Four Points “isn’t a low-income specialist,” Bertini said, so the firm focused on middle-market housing they believed they could bring to market quickly.
Significant new housing stock hadn’t been built in Grand Junction since the 1970s, he added. “Having some that’s fresh and clean along the river — I think that facilitates that longer vision of building up downtown and having people who moved there during the pandemic stay. That’s what we have in mind. Working with communities to advance this kind of plan. We believe that by increasing housing stock we can help improve affordability. If we improve supply relative to demand, we hope we can at least help stabilize housing prices, even if we‘re not able to reduce them in this current market.”
Helping the unhoused, bringing broadband to rural Colorado
Two other notable Opportunity Zone beneficiaries are a shelter for families experiencing homelessness in Lakewood and infrastructure for a massive broadband project throughout rural Colorado.
Lauren Coleman raised the funds to purchase the White Swan Motel on West Colfax Avenue through her design and development group, The Sursy, in 2020. But when COVID hit, she says, she lost the funding she’d counted on to renovate the place. While spending time in the area, she noticed a lack of clean, safe housing for families experiencing homelessness. Of housing that did exist, she asked Jefferson County Human Services, “‘Do you know if the water’s safe? Does the plumbing work? Is the place itself safe?’ And then, because in JeffCo there is no shelter specifically for homeless families, I made one up,” she said.
Opportunity Zone funding helped Coleman start operating the 100-year-old motel in a public-private partnership with JeffCo for a contract period of two years. She has since cleaned it up, made it “bright, welcoming and safe” and opened its doors to families struggling with homelessness. Now 20 families occupy the same number of rooms in the building.

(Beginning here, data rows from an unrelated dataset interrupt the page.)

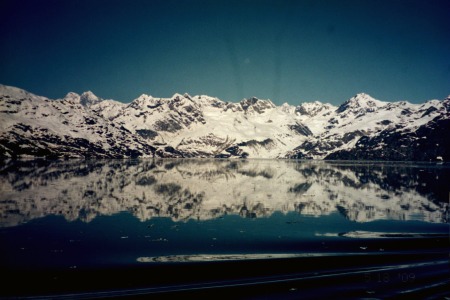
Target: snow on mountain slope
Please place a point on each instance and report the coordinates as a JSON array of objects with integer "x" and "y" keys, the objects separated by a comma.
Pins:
[
  {"x": 202, "y": 126},
  {"x": 36, "y": 126},
  {"x": 206, "y": 126},
  {"x": 363, "y": 117}
]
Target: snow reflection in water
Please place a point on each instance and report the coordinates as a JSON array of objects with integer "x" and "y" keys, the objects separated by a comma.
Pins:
[{"x": 209, "y": 189}]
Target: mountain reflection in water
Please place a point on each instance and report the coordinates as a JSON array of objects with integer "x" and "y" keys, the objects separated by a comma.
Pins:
[{"x": 209, "y": 189}]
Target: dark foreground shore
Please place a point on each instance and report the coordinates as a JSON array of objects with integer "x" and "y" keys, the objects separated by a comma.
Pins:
[{"x": 405, "y": 274}]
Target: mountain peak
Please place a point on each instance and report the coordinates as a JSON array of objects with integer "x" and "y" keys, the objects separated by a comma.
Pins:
[
  {"x": 89, "y": 98},
  {"x": 360, "y": 102}
]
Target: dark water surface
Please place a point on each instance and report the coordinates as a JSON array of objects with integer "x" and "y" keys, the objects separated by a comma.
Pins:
[{"x": 242, "y": 228}]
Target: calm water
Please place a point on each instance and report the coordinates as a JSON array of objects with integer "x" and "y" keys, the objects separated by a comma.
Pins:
[{"x": 75, "y": 215}]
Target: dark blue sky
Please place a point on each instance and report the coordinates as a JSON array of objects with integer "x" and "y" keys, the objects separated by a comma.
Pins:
[{"x": 287, "y": 51}]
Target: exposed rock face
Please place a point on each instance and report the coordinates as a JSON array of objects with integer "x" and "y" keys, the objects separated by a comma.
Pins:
[{"x": 201, "y": 126}]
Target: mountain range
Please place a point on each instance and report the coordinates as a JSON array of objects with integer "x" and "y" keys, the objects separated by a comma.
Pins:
[{"x": 201, "y": 126}]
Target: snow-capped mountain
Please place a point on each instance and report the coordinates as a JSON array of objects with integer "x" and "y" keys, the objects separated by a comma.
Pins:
[{"x": 202, "y": 126}]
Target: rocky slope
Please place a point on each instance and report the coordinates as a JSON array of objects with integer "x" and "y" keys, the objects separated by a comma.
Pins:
[{"x": 201, "y": 126}]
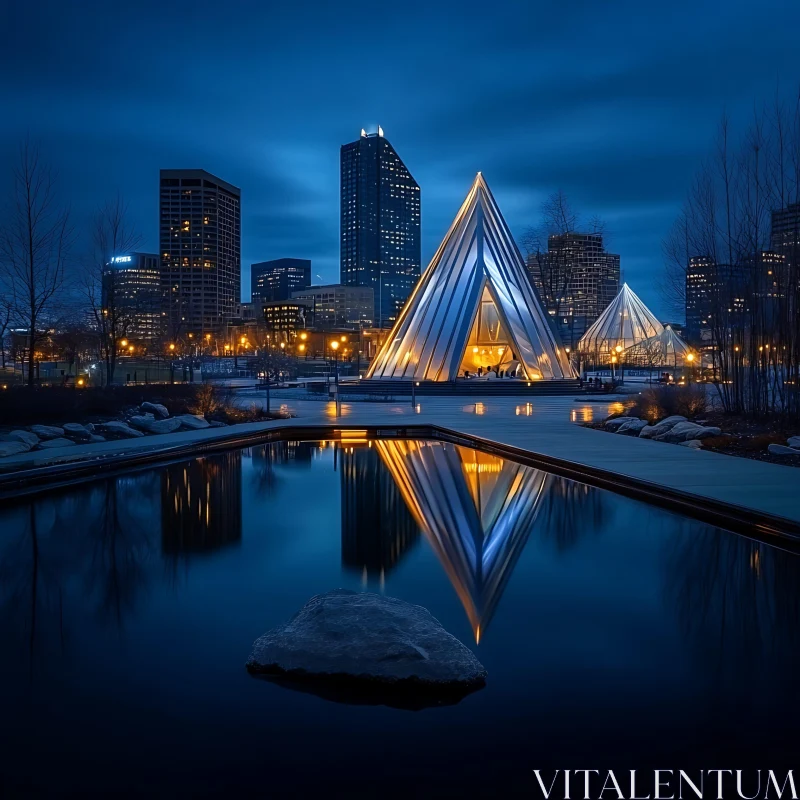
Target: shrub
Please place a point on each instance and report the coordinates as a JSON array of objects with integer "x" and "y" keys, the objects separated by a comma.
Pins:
[
  {"x": 207, "y": 400},
  {"x": 665, "y": 401},
  {"x": 762, "y": 441},
  {"x": 55, "y": 404}
]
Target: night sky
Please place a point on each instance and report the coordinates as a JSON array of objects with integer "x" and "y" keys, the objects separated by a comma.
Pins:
[{"x": 615, "y": 103}]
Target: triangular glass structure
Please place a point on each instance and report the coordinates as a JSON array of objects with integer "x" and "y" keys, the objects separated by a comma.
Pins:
[
  {"x": 475, "y": 509},
  {"x": 626, "y": 322},
  {"x": 476, "y": 272},
  {"x": 664, "y": 350}
]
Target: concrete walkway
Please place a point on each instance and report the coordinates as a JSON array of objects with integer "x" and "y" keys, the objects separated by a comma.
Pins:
[{"x": 546, "y": 426}]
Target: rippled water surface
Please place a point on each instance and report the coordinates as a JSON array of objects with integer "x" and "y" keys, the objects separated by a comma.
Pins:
[{"x": 614, "y": 634}]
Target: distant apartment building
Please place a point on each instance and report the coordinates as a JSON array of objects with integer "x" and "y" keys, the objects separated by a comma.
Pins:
[
  {"x": 200, "y": 235},
  {"x": 338, "y": 306},
  {"x": 785, "y": 237},
  {"x": 277, "y": 279},
  {"x": 380, "y": 224},
  {"x": 724, "y": 290},
  {"x": 576, "y": 280},
  {"x": 287, "y": 317},
  {"x": 132, "y": 282}
]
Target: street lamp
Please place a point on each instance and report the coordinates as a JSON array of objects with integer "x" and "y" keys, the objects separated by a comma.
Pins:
[{"x": 335, "y": 348}]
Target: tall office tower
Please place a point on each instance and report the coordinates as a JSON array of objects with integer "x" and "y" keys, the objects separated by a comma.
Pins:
[
  {"x": 380, "y": 224},
  {"x": 277, "y": 279},
  {"x": 576, "y": 280},
  {"x": 200, "y": 234},
  {"x": 337, "y": 306},
  {"x": 132, "y": 282},
  {"x": 786, "y": 242},
  {"x": 786, "y": 228},
  {"x": 700, "y": 277}
]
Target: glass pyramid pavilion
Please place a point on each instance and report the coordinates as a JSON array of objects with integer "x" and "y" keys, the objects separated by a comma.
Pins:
[
  {"x": 473, "y": 307},
  {"x": 627, "y": 321}
]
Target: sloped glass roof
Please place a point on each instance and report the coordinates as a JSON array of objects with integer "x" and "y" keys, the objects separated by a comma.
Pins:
[
  {"x": 430, "y": 336},
  {"x": 626, "y": 322}
]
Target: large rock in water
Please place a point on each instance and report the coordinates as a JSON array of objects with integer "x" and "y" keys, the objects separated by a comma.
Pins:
[
  {"x": 782, "y": 450},
  {"x": 120, "y": 429},
  {"x": 367, "y": 642},
  {"x": 652, "y": 431},
  {"x": 77, "y": 431},
  {"x": 54, "y": 444},
  {"x": 152, "y": 425},
  {"x": 26, "y": 437},
  {"x": 192, "y": 422},
  {"x": 685, "y": 431},
  {"x": 156, "y": 409},
  {"x": 633, "y": 425},
  {"x": 616, "y": 422},
  {"x": 12, "y": 448},
  {"x": 47, "y": 431}
]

“With new outdoor lights and security on premises, there is no crime on property,” Coleman added. And Jessica Hansen, director of JeffCo Prosperity Partners, a consortium of community, school, business and county partners working together to combat homelessness, said the White Swan not only houses families but connects them with “intensive wraparound services” such as visits from local libraries, school districts and homeless liaisons as well as mental health support.
When the contract is up, Coleman hopes to rebuild the motel, “restoring it to its former glory.” But she has no intention of leaving the community where she has helped house families experiencing homelessness. She plans to add a 5%-8% fee onto each room price, which will direct back to JeffCo to “further their mission to build a shelter that has a direct impact on the community,” she said.
And another participant, Arctaris Impact Investors, is working with The Colorado Health Foundation and the Finance Authority of Maine to use Opportunity Zone capital to deliver affordable broadband access to underserved communities in Maine and Colorado.
About 85,000 rural households in Colorado have slow to no access to broadband and limited access to adequate health care facilities and services. The project funding in both states will include an estimated $60 million of equity investment from the Arctaris Opportunity Zone Fund plus guarantee agreements, which provide a principal-protection cushion equal to 20% of each investment, from The Colorado Health Foundation and the Finance Authority of Maine.
“With the new housing and this broadband project, OZs are helping to take a little work off the state,” Tiebout, of OEDIT, said. “The broader goal was a program that would have some sort of social impact. The most straightforward projects are creating more affordable housing in these areas where there’s such a crunch. But we definitely didn’t anticipate the hundreds of miles of broadband infrastructure or the number of people who would want to help.”